To serialize a catalog, use the catalog.Serialize() method.
std::string pickle = catalog.Serialize();
To unserialize, send the resulting string into the constructor
FilterCatalog catalog(pickle);
The underlying matchers can be arbitrarily complicated and new
ones with more complicated semantics can be created. The default
matching objects are:
SmartsMatcher - match a smarts pattern or query molecule with a minimum and maximum count
ExclusionList - returns false if any of the supplied matches exist
And - combine two matchers
Or - true if any of two matchers are true
Not - invert the match (note that this can have confusing semantics
when dealing with substructure matches)
Entries can be added at any time to a catalog:
ExclusionList excludedList;
excludedList.addPattern(SmartsMatcher("Pattern 1", smarts));
excludedList.addPattern(SmartsMatcher("Pattern 2", smarts2));
A FilterCatalog supports a few different types of matching. One is
a traditional rejection filter where if a substructure exists in
the target molecule, the molecule is rejected.
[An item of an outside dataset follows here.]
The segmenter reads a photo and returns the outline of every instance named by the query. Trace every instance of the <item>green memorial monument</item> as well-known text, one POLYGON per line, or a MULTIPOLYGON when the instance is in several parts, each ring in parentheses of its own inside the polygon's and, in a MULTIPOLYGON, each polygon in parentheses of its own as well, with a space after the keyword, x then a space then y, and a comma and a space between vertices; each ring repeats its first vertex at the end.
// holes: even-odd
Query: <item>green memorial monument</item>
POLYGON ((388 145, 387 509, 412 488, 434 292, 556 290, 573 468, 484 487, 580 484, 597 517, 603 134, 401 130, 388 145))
These types of queries can indicate the substructure that triggered
the rejection through the FilterCatalogEntry::GetMatch(mol)
function.
The FilterCatalog also supports acceptance filters, that are
designed to indicate which molecules are ok. These have
to be transformed into rejection filters or simply wrapped in a Not( acceptanceFilter )
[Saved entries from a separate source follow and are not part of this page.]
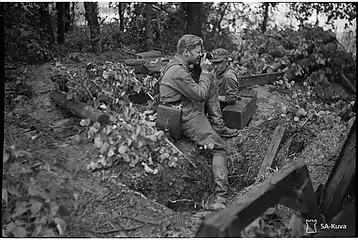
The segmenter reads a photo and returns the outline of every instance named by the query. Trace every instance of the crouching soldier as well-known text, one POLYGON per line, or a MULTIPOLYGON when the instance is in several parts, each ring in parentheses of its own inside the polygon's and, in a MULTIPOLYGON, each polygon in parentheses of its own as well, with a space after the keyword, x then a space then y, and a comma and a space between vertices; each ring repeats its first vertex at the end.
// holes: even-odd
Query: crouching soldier
POLYGON ((230 64, 229 52, 223 48, 213 51, 213 75, 219 88, 219 102, 221 109, 228 104, 235 104, 239 100, 239 69, 230 64))
MULTIPOLYGON (((210 151, 213 157, 216 200, 211 208, 217 210, 225 207, 228 195, 227 154, 225 141, 214 130, 204 113, 205 105, 215 101, 210 99, 215 94, 211 92, 214 85, 210 73, 212 64, 203 55, 202 48, 203 40, 198 36, 187 34, 179 39, 177 54, 163 70, 160 101, 167 106, 181 106, 181 128, 184 136, 200 146, 214 144, 210 151), (200 64, 202 71, 198 82, 190 72, 191 64, 200 64)), ((216 101, 218 104, 217 95, 216 101)), ((219 113, 221 115, 220 111, 219 113)))

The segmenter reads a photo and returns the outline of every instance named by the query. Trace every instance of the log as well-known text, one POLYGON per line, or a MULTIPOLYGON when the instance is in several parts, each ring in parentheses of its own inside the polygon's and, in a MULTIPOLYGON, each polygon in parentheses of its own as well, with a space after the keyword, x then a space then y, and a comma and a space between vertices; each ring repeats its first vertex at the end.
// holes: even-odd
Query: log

when entered into the catalog. For example, from Zinc:
carbons [#6] 40
means that we have a maximum of 40 carbon atoms. We can write this by
converting the max count to a min count (i.e. the pattern is triggered
when the molecule has mincount atoms);
const unsigned int minCount = 40+1;
SmartsMatcher( "Too many carbons", "[#6"], minCount );
This can be properly substructure searched.
Or we can wrap this in a not:
const unsigned int minCount = 0;
const unsigned int maxCount = 40;
Not( SmartsMatcher( "ok number of carbons", "[#6]", minCount, maxCount) );
Note: Wrapping in a Not loses the ability to highlight the rejecting
pattern when visualizing the molecule.